While we are on the subject of the Information Commissioner’s role, I want to comment on a matter that the House authorities have raised with the Bill team. There are some concerns about the potential role of the commissioner in relation to proceedings in Parliament. For example, it may arguably be a breach of the GDPR for a corporate officer of the House to continue to process inaccurate personal data contained in privileged material, such as an Early Day Motion containing names of individuals, which in theory could be enforceable by action taken by the Information Commissioner. Let me put on record that there is no intention that the Information Commissioner be involved in the proceedings of Parliament. Article 6 of the GDPR sets out the function of the commissioner and we have included in the Bill provision to supplement that where we can. While the commissioner must be independent, she also reports to, and respects, Parliament and will not interfere with proceedings or undermine parliamentary privilege.

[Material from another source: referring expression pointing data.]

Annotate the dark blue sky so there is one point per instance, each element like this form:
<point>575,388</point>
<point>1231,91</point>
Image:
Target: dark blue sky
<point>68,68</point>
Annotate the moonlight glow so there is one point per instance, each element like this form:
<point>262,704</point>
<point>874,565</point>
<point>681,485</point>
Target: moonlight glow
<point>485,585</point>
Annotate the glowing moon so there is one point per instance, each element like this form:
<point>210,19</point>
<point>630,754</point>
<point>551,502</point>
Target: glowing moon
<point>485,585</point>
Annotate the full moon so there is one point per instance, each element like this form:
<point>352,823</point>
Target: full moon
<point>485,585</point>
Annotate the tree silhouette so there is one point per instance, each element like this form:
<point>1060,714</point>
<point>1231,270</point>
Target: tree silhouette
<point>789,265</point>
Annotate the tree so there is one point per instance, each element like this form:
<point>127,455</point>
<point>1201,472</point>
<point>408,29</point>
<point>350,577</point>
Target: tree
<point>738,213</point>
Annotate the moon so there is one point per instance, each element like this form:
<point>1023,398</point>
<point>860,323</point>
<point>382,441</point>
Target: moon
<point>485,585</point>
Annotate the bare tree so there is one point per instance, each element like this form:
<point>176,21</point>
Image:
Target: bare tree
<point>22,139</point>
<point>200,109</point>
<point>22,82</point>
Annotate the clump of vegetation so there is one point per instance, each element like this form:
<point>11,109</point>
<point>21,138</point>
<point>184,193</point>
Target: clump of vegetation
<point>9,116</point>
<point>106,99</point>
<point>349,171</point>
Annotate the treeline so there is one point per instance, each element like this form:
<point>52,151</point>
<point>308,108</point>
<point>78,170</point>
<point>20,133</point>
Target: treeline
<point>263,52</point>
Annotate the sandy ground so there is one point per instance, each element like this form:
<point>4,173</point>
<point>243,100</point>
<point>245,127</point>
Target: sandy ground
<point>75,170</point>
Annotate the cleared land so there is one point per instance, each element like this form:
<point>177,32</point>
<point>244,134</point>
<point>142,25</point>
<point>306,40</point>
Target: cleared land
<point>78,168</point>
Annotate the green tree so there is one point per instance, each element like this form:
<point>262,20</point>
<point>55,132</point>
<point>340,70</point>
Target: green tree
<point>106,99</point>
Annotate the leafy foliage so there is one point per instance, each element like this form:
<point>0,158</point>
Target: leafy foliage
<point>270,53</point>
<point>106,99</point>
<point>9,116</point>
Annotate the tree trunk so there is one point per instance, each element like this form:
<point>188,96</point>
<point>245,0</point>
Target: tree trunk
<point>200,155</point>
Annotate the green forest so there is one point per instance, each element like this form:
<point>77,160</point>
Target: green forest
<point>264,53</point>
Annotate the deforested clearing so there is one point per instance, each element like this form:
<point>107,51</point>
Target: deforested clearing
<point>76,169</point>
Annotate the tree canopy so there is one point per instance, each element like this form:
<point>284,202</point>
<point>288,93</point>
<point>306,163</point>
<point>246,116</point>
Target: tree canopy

I hope that provides some reassurance to the House authorities. I also hope that, in the light of my response to the proposed amendments, noble Lords feel able not to press them today. Before I finish, I should mention the intervention of the noble Baroness, Lady O’Neill. I asked her for the paragraph she mentioned; I looked at it, but I am afraid I was not quick enough to catch up with her. If I may, I will read her comments in Hansard and reply by letter.